Is it possible to write a function similar to the multDoubleArray function but with variable size in both dimensions? I've tried using double pointers (pointer to pointer) but the indexing is not working as expected, even after casting the matrix in matlab prior to calling the function (Aptr = libpointer('doublePtrPtr',A)). Any help will be appreciated.

Answers (1)

Manoj Mirge
Manoj Mirge on 23 Feb 2023
Hi Guillermo,
Computer memory stores data in terms of one-dimensional arrays. For example, when you declare a 3-by-3 matrix, the software stores this matrix as a one-dimensional array with nine elements. By default, MATLAB stores these elements with a column-major array layout. The elements of each column are contiguous in memory.
Consider the matrix A:
A =
1 2 3
4 5 6
7 8 9
The matrix A is represented in memory by default with this arrangement:
1 4 7 2 5 8 3 6 9
So, every Matrix in MATLAB can be considered as 1D column vector where elements are stored column wise. That is why you can access elements in Matrix using Linear Indexing.

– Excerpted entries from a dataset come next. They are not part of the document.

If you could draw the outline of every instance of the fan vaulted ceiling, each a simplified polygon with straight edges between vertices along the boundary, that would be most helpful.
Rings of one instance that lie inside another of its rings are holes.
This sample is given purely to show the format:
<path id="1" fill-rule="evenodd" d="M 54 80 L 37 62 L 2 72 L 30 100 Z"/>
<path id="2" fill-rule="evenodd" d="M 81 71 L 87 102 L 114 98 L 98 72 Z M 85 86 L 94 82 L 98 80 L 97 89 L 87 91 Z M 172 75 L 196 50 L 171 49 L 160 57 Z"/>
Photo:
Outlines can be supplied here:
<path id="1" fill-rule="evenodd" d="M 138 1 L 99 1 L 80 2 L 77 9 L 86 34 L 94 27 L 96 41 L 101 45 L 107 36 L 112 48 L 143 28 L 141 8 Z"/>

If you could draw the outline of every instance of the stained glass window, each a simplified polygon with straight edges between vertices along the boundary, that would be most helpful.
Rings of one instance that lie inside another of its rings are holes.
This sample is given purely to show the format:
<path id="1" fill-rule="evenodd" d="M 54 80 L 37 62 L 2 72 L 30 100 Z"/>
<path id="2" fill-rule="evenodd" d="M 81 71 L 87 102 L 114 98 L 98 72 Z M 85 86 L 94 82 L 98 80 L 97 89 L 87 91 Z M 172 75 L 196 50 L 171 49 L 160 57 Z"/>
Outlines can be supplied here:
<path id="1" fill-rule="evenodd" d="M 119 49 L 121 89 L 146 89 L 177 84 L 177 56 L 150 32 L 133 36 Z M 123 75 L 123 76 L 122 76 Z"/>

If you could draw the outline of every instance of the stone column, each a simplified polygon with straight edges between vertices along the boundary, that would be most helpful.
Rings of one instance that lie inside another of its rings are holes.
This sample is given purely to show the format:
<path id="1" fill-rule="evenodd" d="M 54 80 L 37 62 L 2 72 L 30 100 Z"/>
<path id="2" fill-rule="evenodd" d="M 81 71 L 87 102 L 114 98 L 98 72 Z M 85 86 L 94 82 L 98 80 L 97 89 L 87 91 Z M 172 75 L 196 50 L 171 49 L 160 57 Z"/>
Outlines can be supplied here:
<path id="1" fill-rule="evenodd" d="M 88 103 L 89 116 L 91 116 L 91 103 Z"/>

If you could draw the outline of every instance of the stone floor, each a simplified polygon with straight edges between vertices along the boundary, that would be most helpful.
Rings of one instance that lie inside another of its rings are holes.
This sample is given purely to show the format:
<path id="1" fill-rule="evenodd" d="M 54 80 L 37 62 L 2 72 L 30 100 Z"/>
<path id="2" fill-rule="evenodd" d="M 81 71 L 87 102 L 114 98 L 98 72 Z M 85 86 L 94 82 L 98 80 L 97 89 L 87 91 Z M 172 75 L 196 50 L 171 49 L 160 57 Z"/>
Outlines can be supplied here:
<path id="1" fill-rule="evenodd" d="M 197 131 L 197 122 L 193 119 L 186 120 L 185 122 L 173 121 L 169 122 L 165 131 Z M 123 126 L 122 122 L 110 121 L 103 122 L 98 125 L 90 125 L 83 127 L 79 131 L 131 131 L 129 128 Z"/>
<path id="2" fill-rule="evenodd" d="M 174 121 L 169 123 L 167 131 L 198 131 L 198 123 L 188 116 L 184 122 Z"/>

You can read more about linear indexing in MATLAB here .
If you want to pass variable size matrix to C library functions, you can just pass it as single pointer because MATLAB internally handle 2D matrix as 1D array. As in MATLAB if you have above mentioned matrix A then internally MATLAB is handling that matrix as 1D array as shown above.
If you get double pointer Aptr from the below command:
Aptr= libpointer("doublePtr",A);
You can just pass that Aptr to C library function that accepts double* data type variable. And in C code you can consider the 2D Matrix A from MATLAB as 1D array in C with elements arranged column wise as explained above.
To create C function that accepts variable size matrix, number of cols and number of rows you can simply write C function in C library as shown below:
% C library function
EXPORTED_FUNCTION void myfun(double *x , int row, int col){
int i=0;
%below loop will iterate over matrix column wise.
for(int i=0;i<col;i++){
for(int j=0;j<row;j++){
*x++ *= 3;
}
}
}
%And in MATLAB you can simply give single pointer as argument to the above function in c library.
loadlibrary("Mylibrary");
A=[1 2 3; 4 5 6 ];
Aptr=libpointer("doublePtr",A);
[row,col]=size(A);
calllib("Mylibrary","myfun",Aptr,row,col);
disp(Aptr.Value);
The output of above code would be:
Aptr.Value=
3 9 15
6 12 18
Hope this helps.
  1 Comment
Walter Roberson
Walter Roberson on 23 Feb 2023
Be careful. C has two different ways of handling arrays.
One of the ways is consecutive memory as described above. C indexes first by column and then by row so where in MATLAB, A(2,1) is the element in memory directly after the first element, but in C the second element in memory is A(1,2).
The other way that C deals with arrays is to have the first level contain pointers to row vectors. The contents of any one row is consecutive in memory but two rows need not be consecutive.
If you see a C declaration such as
double C[5][7]
then that is an example of an-consecutive. C[2] is a pointer to a vector of 7 values and C[1][4] indexes the vector C, pulls out the second pointer (first is C[0]) and then indexes to the 5th element of what is pointed to.
This is different from
double C[5,7]
which deals with consecutive memory.
It is very common to see the two-level form; so common that a lot of C programmers do not even know the other form exists.